Bybit announced it has launched a locally operated platform in Indonesia after acquiring a majority stake in digital asset firm PT Enkripsi Teknologi Handal, formerly NOBI. The deal rebranded NOBI as Bybit Indonesia. Bybit Indonesia will roll out services in phases, starting with 500 cryptocurrency trading pairs. The platform will be led by Lawrence Samantha as CEO and Dionisius Evan as COO, both previously senior executives at NOBI. The move positions Bybit inside one of Asia’s largest crypto markets. Indonesia had 21.07 million registered crypto asset users as of February 2026, and total crypto transaction value reached $26.85 billion in 2025, according to Indonesia’s financial regulator. As of April, 31 crypto-related entities were licensed in Indonesia, including two exchanges and PT Enkripsi Teknologi Handal. For traders, the Bybit Indonesia launch may improve access and liquidity in local trading, but near-term impact is likely gradual because pair rollouts are planned in phases starting with 500 pairs.
Neutral
This is primarily an exchange expansion and localization move rather than a protocol or token-specific catalyst.

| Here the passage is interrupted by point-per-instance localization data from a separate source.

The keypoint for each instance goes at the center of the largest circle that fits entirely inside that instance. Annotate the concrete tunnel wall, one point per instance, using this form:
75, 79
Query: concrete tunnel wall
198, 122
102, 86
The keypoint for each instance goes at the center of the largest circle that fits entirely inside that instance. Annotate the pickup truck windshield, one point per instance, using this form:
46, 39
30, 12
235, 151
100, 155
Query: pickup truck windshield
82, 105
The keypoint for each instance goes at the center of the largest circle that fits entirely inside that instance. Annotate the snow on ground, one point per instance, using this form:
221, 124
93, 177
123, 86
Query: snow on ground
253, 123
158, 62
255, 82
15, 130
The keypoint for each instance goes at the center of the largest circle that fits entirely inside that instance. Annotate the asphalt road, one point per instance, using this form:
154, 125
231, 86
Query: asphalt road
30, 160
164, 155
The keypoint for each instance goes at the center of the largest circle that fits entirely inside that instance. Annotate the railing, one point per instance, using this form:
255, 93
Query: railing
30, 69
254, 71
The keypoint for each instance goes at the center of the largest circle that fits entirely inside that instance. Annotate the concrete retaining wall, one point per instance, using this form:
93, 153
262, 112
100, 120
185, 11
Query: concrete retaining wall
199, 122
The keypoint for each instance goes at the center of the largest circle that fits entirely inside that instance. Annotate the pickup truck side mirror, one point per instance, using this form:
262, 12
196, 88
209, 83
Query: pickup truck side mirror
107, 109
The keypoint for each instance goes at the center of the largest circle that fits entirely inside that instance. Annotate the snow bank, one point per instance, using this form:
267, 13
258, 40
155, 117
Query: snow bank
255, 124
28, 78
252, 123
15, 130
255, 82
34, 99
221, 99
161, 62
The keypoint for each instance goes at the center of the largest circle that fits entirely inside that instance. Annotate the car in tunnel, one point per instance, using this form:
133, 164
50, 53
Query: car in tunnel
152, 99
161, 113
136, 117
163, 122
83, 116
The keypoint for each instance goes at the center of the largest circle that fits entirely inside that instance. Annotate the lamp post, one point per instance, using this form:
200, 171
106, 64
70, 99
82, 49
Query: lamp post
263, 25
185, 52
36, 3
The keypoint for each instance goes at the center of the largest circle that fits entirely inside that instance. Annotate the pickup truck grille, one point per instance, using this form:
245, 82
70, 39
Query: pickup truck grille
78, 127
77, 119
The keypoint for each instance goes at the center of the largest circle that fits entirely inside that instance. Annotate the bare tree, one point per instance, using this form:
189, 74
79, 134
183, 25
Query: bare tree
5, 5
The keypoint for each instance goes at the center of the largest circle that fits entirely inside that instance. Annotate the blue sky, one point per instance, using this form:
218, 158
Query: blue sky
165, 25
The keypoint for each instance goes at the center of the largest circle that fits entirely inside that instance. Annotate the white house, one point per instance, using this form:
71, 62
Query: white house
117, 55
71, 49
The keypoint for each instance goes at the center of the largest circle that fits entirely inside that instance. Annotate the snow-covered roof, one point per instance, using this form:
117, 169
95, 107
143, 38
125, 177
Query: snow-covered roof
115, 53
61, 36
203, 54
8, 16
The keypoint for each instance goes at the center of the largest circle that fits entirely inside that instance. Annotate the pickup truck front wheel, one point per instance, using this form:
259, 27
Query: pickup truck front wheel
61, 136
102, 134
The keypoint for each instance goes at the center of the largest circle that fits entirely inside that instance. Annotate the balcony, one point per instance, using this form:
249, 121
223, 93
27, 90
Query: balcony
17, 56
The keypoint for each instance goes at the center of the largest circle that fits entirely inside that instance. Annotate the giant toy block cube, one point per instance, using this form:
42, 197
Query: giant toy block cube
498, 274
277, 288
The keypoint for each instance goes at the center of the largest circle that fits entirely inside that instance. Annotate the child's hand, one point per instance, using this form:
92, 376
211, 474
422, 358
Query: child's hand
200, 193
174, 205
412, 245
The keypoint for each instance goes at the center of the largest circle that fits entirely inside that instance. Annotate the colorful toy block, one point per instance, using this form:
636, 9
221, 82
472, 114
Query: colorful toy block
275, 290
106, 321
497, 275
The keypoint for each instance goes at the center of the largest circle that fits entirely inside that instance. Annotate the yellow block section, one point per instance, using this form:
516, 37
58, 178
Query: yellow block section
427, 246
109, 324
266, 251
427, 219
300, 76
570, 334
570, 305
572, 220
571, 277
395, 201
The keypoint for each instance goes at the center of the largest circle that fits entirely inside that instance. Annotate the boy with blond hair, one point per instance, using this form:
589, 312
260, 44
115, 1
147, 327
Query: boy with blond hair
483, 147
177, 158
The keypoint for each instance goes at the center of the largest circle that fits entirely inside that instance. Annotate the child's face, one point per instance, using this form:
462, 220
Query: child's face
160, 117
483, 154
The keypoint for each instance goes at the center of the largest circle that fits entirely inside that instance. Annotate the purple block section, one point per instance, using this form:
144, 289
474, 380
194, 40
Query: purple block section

Bybit Indonesia will start with 500 trading pairs, but the rollout is phased, so any liquidity and order-book impact is likely gradual. Historically, when major global exchanges enter or relaunch in regulated markets (for example, similar “local partner + phased pair listing” patterns), price effects tend to be muted in the very short term and mainly show up as incremental improvements in regional volumes and market depth. Short-term: traders may see early activity around the initial 500 pairs, but broader market stability should remain mostly unchanged because there’s no indication of new token launches, supply changes, or macro shocks. Long-term: if Bybit Indonesia grows user activity and trading volumes, it could strengthen regional liquidity and potentially tighten spreads for selected assets. That would be a supportive but indirect factor—more important for exchange-specific volume and spreads than for driving system-wide coin valuations.